I dated a girl once when I was young, I had really bad anxiety due to how overweight I was. I loved the girl, we were together for two years. I ended it because my anxiety was so bad I didn't want her or anyone seeing how unattractive I thought I was. I was insanely attracted to her, but couldn't see a future with anyone while my issues ate me up so I ended it.

Can people please stop saying that they think I'm looking for ways to reach out. I'm not. Me asking questions and opinions why someone may end a relationship and give reasons like she did doesn't mean I'm looking for reasons why I should reach out.

Also your statement about non-damged people knowing how to communicate is so wrong. I know "damaged people" that have been way better communicators than "non-damaged" people and vic versa. I see nothing wrong with damaged people, they just need a little help and support from who they trust the most.

Posted

She is unlikely to trust a new partner because of her past, and if things become too serious, she will feel trapped. Like she avoids and rejects what is unfamiliar to her. I'm not sure how far she's come with her recovery, but there's so much to unpack and process following an abusive relationship that it typically takes a long time.

Posted
1 hour ago, unusedturnip said:

I don't think she needed to clearly say why she ended things for me to know why she ended things. Dating started to turn serious, she starts mentioning briefly that she's been abused by past partners and she has issues with opening up. She ends it. She knew that we were getting more serious, probably guessed that I was thinking about a relationship with her (only natural the more two people get serious), realised she couldn't give me that as that's been a stickler in her past.

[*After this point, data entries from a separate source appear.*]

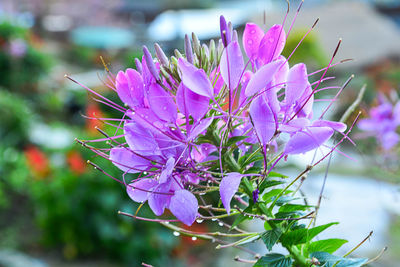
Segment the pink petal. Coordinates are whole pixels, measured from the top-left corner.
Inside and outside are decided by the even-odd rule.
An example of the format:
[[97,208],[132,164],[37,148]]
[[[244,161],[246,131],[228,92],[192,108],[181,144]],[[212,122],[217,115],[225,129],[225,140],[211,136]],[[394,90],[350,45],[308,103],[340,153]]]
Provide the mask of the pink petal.
[[195,121],[203,118],[208,111],[209,103],[209,97],[194,93],[182,83],[179,85],[176,92],[176,104],[185,116],[192,116]]
[[149,160],[135,155],[129,148],[112,148],[110,151],[110,160],[120,170],[127,173],[137,173],[151,167]]
[[272,77],[283,63],[283,60],[277,60],[262,66],[247,84],[245,91],[246,96],[252,96],[270,84],[272,82]]
[[158,182],[156,180],[144,178],[129,184],[126,187],[126,192],[133,201],[143,203],[148,199],[149,191],[151,192],[157,185]]
[[221,196],[222,204],[224,205],[226,212],[231,213],[231,200],[237,192],[242,175],[237,172],[228,173],[221,181],[219,186],[219,194]]
[[309,85],[306,65],[303,63],[294,65],[289,70],[287,77],[285,104],[288,107],[292,106],[296,100],[303,96],[305,89]]
[[257,97],[251,103],[250,116],[260,142],[267,144],[274,136],[277,125],[275,115],[263,96]]
[[275,24],[264,35],[258,49],[258,60],[262,65],[275,60],[283,51],[286,42],[286,33],[282,25]]
[[144,89],[142,76],[134,69],[118,72],[115,79],[117,94],[124,104],[143,106]]
[[207,130],[207,128],[210,126],[210,124],[213,122],[214,118],[207,118],[204,120],[201,120],[191,131],[188,136],[188,140],[193,140],[196,138],[199,134]]
[[244,69],[242,51],[238,42],[231,42],[225,48],[221,56],[220,69],[225,84],[230,89],[236,89]]
[[175,123],[178,112],[174,99],[160,85],[153,83],[149,86],[148,101],[157,117]]
[[175,191],[169,204],[169,210],[172,214],[188,226],[192,225],[196,220],[198,209],[196,197],[184,189]]
[[290,138],[284,154],[300,154],[316,149],[331,138],[333,133],[330,127],[308,127]]
[[264,36],[264,31],[257,24],[247,23],[243,32],[243,47],[246,55],[254,59],[258,54],[260,41]]
[[196,94],[212,97],[213,88],[207,74],[202,69],[198,69],[186,60],[178,60],[178,68],[181,72],[183,84]]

I dated a girl once when I was young, I had really bad anxiety due to how overweight I was. I loved the girl, we were together for two years. I ended it because my anxiety was so bad I didn't want her or anyone seeing how unattractive I thought I was. I was insanely attracted to her, but couldn't see a future with anyone while my issues ate me up so I ended it.

Can people please stop saying that they think I'm looking for ways to reach out. I'm not. Me asking questions and opinions why someone may end a relationship and give reasons like she did doesn't mean I'm looking for reasons why I should reach out.

Also your statement about non-damged people knowing how to communicate is so wrong. I know "damaged people" that have been way better communicators than "non-damaged" people and vic versa. I see nothing wrong with damaged people, they just need a little help and support from who they trust the most.

Sure, from paid therapists that know what they're doing and her family.  The one thing we know is that she dosen't want your help. Five people in this thread have made that same point.

I only respond to you so much because you sound exactly like I did in the past.  I thought I could support women, rescue and help them, and then they would appreciate it and fall in love witth me.  It doesn't work.  She doesn't want your help.

In any event, I hope everything works out well for you.